I ricorrenti hanno quindi notificato il ricorso al Ministero dell’Economia e delle Finanze, che si è costituito con controricorso.

Diritto

MOTIVI DELLA DECISIONE

Il Collegio ha deliberato l’adozione di una motivazione semplificata.

L’amministrazione controricorrente ha eccepito preliminarmente la inammissibilità del ricorso, perchè notificato ad un’amministrazione non legittimata.

L’eccezione è fondata.

Ai sensi del D.P.R. n. 115 del 2002, art. 170 nel testo applicabile ratione temporis, avverso il decreto di pagamento emesso a favore dell’ausiliario del magistrato, del custode e delle imprese private cui è affidato l’incarico di demolizione e riduzione in pristino, il beneficiario e le parti processuali, compreso il pubblico ministero, possono proporre opposizione, entro venti giorni dall’avvenuta comunicazione, al presidente dell’ufficio giudiziario competente; le dette parti sono poi legittimate a proporre il ricorso per cassazione, trovando applicazione, secondo quanto disposto dal comma 2 del medesimo articolo, le disposizioni di cui al procedimento disciplinato dalla L. n. 794 del 1942.

Le parti del giudizio di opposizione avente ad oggetto il decreto di liquidazione dei compensi spettanti al consulente tecnico nominato dal pubblico ministero nel corso del procedimento penale, vanno individuate nel P.M. che ha conferito l’incarico e nell’imputato e nelle altre parti del procedimento penale.

Sussiste quindi il dedotto difetto di legittimazione passiva dell’intimato Ministero, che certamente non è stato parte del giudizio di opposizione e che quindi, a maggior ragione, non può essere legittimato rispetto al proposto ricorso per cassazione.

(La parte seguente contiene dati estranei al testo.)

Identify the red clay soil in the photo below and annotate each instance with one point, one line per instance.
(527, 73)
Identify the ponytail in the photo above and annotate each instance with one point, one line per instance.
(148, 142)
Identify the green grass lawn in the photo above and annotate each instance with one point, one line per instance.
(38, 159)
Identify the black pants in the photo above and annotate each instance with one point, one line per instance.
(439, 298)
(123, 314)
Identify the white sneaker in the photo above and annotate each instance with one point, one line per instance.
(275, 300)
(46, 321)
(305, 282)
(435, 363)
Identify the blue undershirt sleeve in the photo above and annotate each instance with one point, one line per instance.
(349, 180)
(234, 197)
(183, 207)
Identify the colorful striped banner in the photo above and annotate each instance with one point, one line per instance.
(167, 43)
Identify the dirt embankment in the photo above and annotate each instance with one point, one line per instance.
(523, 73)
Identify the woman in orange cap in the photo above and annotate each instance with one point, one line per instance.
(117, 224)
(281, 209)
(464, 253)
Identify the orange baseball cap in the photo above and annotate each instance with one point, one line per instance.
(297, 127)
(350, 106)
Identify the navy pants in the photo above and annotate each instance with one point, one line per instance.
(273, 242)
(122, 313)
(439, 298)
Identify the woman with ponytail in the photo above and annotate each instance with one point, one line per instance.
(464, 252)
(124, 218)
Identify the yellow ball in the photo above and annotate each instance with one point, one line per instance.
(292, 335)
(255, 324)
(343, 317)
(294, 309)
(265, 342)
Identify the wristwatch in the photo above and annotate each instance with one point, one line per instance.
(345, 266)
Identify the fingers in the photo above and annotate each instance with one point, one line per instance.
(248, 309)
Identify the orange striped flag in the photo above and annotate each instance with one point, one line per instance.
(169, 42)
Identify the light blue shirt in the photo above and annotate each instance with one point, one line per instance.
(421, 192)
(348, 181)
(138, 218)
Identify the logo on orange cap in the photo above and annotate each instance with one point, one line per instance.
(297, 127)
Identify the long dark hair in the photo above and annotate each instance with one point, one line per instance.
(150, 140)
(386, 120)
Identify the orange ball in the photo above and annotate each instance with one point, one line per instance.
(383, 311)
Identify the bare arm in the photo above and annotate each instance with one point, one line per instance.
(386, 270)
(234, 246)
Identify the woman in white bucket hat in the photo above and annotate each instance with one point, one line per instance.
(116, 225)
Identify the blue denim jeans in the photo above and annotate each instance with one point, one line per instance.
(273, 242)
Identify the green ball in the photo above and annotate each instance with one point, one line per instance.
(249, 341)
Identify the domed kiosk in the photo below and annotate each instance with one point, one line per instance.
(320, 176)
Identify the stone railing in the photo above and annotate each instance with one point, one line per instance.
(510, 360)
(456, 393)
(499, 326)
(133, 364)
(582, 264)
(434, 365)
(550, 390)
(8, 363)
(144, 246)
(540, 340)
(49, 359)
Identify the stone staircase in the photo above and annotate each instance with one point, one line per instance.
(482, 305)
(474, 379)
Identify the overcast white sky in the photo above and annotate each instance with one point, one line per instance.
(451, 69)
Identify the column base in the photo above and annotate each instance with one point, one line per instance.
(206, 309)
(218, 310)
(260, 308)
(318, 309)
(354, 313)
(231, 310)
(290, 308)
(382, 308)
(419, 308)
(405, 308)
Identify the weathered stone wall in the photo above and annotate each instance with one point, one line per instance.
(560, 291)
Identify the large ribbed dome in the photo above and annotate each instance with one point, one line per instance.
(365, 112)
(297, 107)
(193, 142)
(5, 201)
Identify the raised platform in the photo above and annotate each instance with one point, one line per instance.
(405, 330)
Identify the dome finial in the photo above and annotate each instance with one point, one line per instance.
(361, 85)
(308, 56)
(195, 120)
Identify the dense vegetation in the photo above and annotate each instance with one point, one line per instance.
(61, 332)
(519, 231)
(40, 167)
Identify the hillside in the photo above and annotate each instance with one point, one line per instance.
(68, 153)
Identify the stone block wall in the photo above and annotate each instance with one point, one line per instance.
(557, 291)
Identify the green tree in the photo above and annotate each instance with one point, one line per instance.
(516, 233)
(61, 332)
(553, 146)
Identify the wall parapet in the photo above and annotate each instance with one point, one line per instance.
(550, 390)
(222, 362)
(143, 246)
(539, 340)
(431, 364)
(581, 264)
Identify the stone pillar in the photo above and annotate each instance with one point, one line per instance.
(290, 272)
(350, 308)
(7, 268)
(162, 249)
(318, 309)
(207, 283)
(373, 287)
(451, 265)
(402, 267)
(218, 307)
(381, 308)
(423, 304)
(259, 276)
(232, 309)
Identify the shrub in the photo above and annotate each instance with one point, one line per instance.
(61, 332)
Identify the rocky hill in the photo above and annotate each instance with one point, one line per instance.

Me consegue la inammissibilità del ricorso e la condanna dei ricorrenti, in solido tra loro, al pagamento delle spese del giudizio di legittimità, nella misura liquidata in dispositivo.

PQM

La Corte dichiara inammissibile il ricorso; condanna i ricorrenti, in solido tra loro, al pagamento delle spese del giudizio di legittimità, che liquida in complessivi Euro 1.800,00, oltre alle spese prenotate e prenotande a debito.

Così deciso in Roma, nella camera di consiglio della 2^ Sezione civile della Corte suprema di Cassazione, il 22 novembre 2011.